心技体が崩れていった多和田真三郎。類まれなる才能を持つ18番の復活に期待 (2ページ目)

  • 中島大輔●取材・文 text by Nakajima Daisuke
  • photo by Jiji Photo

 多和田の噂はいろいろ聞いていた。ミーティングへの遅刻や欠席も珍しくなく、投手会には顔を出さない。嘘か実(まこと)かわからないが、夫婦関係に関するものもあった。そして2019年シーズン終了を前に、人知れぬまにクラブハウスのロッカーはきれいさっぱり片付けられていた、と----。

 自律神経失調症の公表から半年以上経過した今年7月30日、球団は支配下選手契約を結んだことを発表。渡辺GMは以下のコメントを出した。

「心身ともにチームに合流しても大丈夫と主治医の診断書もいただき、本人と話をした。契約できたので、今後戦力になってもらいたい」

 沖縄出身の多和田は同郷の先輩、山川穂高の足跡を追うように、中部商業、岩手県の富士大学を経て、2015年ドラフト1位で西武に入団した。

 大学時代は1年秋の明治神宮大会でノーヒットノーランを達成。4年春には右肩腱板に炎症を起こし、春の全日本選手権と秋季リーグの登板を回避したなか、西武は1位指名した。

 背番号18という特別な番号を与えられた男は、1年目は7勝5敗で防御率4.38。まずまずの成績でルーキーイヤーを終えた。

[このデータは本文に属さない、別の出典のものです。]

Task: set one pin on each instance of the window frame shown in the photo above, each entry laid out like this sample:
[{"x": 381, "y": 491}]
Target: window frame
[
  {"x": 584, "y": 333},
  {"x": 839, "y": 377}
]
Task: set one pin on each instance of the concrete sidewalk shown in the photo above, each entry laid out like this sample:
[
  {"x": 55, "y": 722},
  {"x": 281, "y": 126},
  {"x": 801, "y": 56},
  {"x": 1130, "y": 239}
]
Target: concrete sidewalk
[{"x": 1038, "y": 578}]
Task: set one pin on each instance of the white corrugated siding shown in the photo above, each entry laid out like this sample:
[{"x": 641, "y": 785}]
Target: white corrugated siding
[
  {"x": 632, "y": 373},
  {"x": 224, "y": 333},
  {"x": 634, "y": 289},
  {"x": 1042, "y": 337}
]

「ライオンズの18番をもらったので、いずれはエースになりたいと思っています」

 開幕前にそう話した2年目は5勝5敗で防御率3.44に終わったが、翌年、16勝5敗で最多勝に輝いた。

 しかし、メディアでの露出は決して多くなかった。口下手で多くを語らず、心の内を読み解きにくいため、記事にしにくいのだ。

 西武を中心に取材する者として、個人的にも後悔があった。最多勝に輝いた2018年、多和田の記事を1本も出せなかったことだ。

 翌年こそはエース街道を歩む男の内面に迫れればと、登板を追いかけた。開幕から2試合は持ち味を発揮できなかったが、3戦目は見違えるような投球を披露した。

 ハイライトは0対0で迎えた9回二死一、三塁。4番・ロメロを迎えた場面だ。初球はスライダーで空振りを奪ったあと、内角に速球を4球続けて空振り三振に斬ってとった。